As an initiative to “nurture the healers” and reinforce professionalism, the Sacred Vocation Program for medical residents was initiated at the McGovern Center in 2007.
Residents meet in groups of eight to ten over five one-hour sessions and consider:
- How they came to medicine and the role, value and meaning of work in their lives
- What it means to be a healer, as they share healing experiences they have had with patients
- When harm comes to patients, and times when they have had to confront, forgive and learn from their mistakes
- Coping strategies and tips for dealing with difficult patients, families, colleagues, as well as avenues for self-care
- Generating a group statement about the key principles by which they choose to practice medicine
Residents talk about their SVP experience
- “SVP helped us to explore the personal side of medicine. It gave us the chance to reflect on our successes and failures and reminded us to take time to remember the ‘person’ inside the patient.”

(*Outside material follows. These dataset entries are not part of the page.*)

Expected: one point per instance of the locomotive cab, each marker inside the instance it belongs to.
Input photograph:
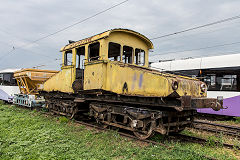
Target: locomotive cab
(118, 46)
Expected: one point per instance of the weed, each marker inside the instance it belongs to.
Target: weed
(2, 102)
(63, 119)
(237, 119)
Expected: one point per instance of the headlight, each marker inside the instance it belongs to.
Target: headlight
(175, 85)
(203, 87)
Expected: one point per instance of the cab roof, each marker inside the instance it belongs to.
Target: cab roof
(105, 35)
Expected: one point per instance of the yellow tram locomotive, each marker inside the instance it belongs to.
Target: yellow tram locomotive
(108, 77)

- “SVP helped us to acknowledge and discuss some of the incredibly difficult situations we face as physicians.”
- “I really enjoyed sharing more aspects of the practice of medicine and exchanging opinions and views with my colleagues. It was a great experience to write our statement and I will strive to stand by it.”
- “Residents can feel so alone, it was really good to share. SVP gave us the opportunity to stop and think – and it also helped me to improve my relationships with my patients.”